I am confused by the role of a DAC for testing the ADC performance. I think my issue is an overall lack of understanding as to what gets baked into the PCM (or even DSD) data. Specifically jitter. If I understand correctly, the only way to correct this jitter would be to assume that the ADC attached a (very long) time stamp to every sample —this is obviously not possible. I think I once read that the MQA people claimed they could “correct” this if they knew what ADC was used at the studio or for the a digital master transfer. That sounded absolutely insane to me.

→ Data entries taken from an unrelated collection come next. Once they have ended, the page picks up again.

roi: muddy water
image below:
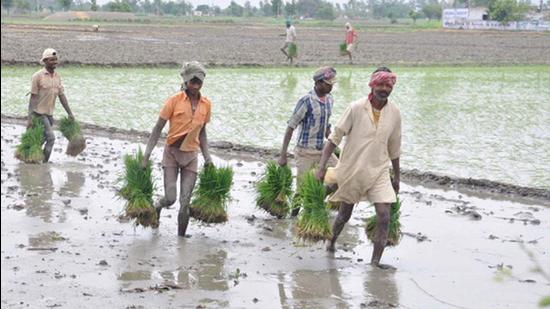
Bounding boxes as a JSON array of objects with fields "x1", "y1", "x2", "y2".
[
  {"x1": 1, "y1": 123, "x2": 549, "y2": 308},
  {"x1": 2, "y1": 65, "x2": 549, "y2": 189}
]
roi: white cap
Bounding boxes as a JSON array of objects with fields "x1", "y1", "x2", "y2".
[{"x1": 41, "y1": 48, "x2": 57, "y2": 64}]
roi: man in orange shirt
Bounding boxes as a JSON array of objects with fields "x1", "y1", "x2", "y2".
[{"x1": 142, "y1": 61, "x2": 213, "y2": 237}]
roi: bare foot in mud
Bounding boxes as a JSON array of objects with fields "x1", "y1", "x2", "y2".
[{"x1": 371, "y1": 262, "x2": 396, "y2": 270}]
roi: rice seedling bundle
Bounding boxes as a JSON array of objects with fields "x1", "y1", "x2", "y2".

I have a pcb coming for the cirrus CS5361 and was mainly curious how the device would respond to different oscillators (mainly Abracon, some NDK and other far less expensive). Their CS5381 (same pinout) dev board has a crystal socket even (intended to be able to change sample rates, etc) that I thought would be fun to experiment with. However, clearly according to
@amirm ADC tests the winners of the ADC world are utilizing more than a simple XO. Yet also, the Cirrus Logic engineers didn’t find this necessary to achieve the results in the data sheet with regard to SINAD or at least were unscrupulous enough to omit this haha.
By the time an (arguably) unstable clock has baked it’s poorly divided slices into PCM data even the most accurately clocked DAC is just going to properly distribute the slices and rewrite history, right? There is no contract between ADC and DAC — beyond that I still cannot figure out how DSD offers any advantage on the ADC side other than possibly introducing less jitter in the first place because it’s slightly less demanding on processing.
I have just recently seen “time smear” used on audiophile sites. Is this the marketing term for the history rewriting? I’m not asking if it’s audible…just trying to figure out what they’re referring to.
I’m going to download REW now thanks again!